Immigrati Bolzano
Questa estate il Comune ha aperto un Centro di accoglienza immigrati proprio sotto la finestra di casa mia. Lo spazio di quattro piccoli negozi chiusi da anni e riadattati (spero!) per l’occasione, con una porta protetta da una grata verde bottiglia riverniciata di fresco. Ci è voluto un po’ per capire cosa fosse quel via vai di gente che parlava in una lingua straniera e che entrava in un posto che, fino al giorno prima, era stato chiuso.

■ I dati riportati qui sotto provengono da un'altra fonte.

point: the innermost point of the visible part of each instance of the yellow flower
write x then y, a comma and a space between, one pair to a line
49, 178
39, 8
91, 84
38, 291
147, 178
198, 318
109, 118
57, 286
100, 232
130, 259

Dopo una settimana, fuori dalla grata verde, ho visto posizionato, su una cassetta per le verdure di plastica capovolta, un vaso con una piantina di basilico. Ricordo di averlo guardato con un sorriso, facendomi venire il dubbio che il basilico non fosse poi una pianta prettamente italiana. In agosto il centro accoglieva circa sei persone, tutti uomini, di lingua araba. Ogni tanto uscivano dalla porta verde per fumarsi una sigaretta o per fare una telefonata al cellulare; ogni tanto annaffiavano la piantina di basilico.
Mai un rumore, mai uno schiamazzo, sempre molto discreti. Essendo un quartiere della periferia romana, dove Matteo Salvini è sempre più apprezzato, mi ero preparata a sentire qualche lamentela, soprattutto dai frequentatori del bar di fronte (da cui ho imparato, nel tempo, tutta una serie di bestemmie e di improperi che – per fortuna – sconoscevo, gridate ai quattro venti e arrivate fino alla finestra della mia camera).
Avevo addirittura deciso di passare le giornate vestita, pronta per scendere in strada e difendere quelle persone al primo segno di razzismo, armata di frasi preparate a puntino (eh, i drammi di chi non nasce con la risposta pronta!). Invece non è servito. Gli abitanti del quartiere hanno continuato la loro vita come se nulla fosse, qualcuno li guardava con sospetto, qualcun altro come se fossero italiani (cioè come se non esistessero). Qualcuno con una battutina cattiva c’è stato. Ma una signora si è fatta pure lavare la macchina (dietro compenso), scherzando con loro e facendoli divertire.
Io ho messo da parte le frasi preparate e ho iniziato a pensare che sarebbe stato carino portare loro qualcosa per dare il benvenuto, un ciambellone o una torta, per far sentire meno freddo un posto così lontano dalla loro casa e dai loro affetti. Ma accanto al desiderio di compiere quel gesto sono iniziate paranoie inaspettate: e se poi parlano solo arabo o francese e non mi capiscono? E se poi per qualche regola religiosa non possono mangiare qualche cibo, tipo le mucche per gli indiani o il maiale per i musulmani e gli ebrei? Cavolo, perché non ho studiato religione a scuola? E se poi vedono una ragazza, non sposata, vestita con pantaloncini estivi, e pensano male? Verso la fine di agosto ho anche preparato quel ciambellone. Poi l’ho mangiato con un paio di amici, senza dire loro per chi l’avessi preparato in origine.
Ogni giorno guardavo la porta verde, senza decidermi. Qualche giorno fa il centro immigrati sotto casa mia ha chiuso. Non so perché. Non so dove abbiano portato quegli uomini che, per qualche mese, mi hanno fatta sentire meno sola. La piantina di basilico in poco tempo si è seccata. Ed io sono rimasta ammutolita, scioccata dal mio comportamento e dalla consapevolezza di quanto quel maledetto demone del pregiudizio sia presente dentro ciascuno di noi, anche dentro quelle persone che hanno sempre professato (sinceramente!) la necessità dell’accoglienza e della fratellanza, quelle persone che una settimana prima magari avevano partecipato alla manifestazione “dei piedi scalzi”.
Improvvisamente mi sono resa conto del perché la Lega stia avendo tutto questo successo; mi sono resa conto di quanto la paura conduca le nostre scelte e le nostre vite. Nel frattempo, anche se non ho mai saputo i loro nomi, i loro paesi d’origine o quelli di destinazione, vorrei usare il privilegio di questo spazio per chiedere scusa a quegli uomini e per augurare loro buona fortuna e buona vita.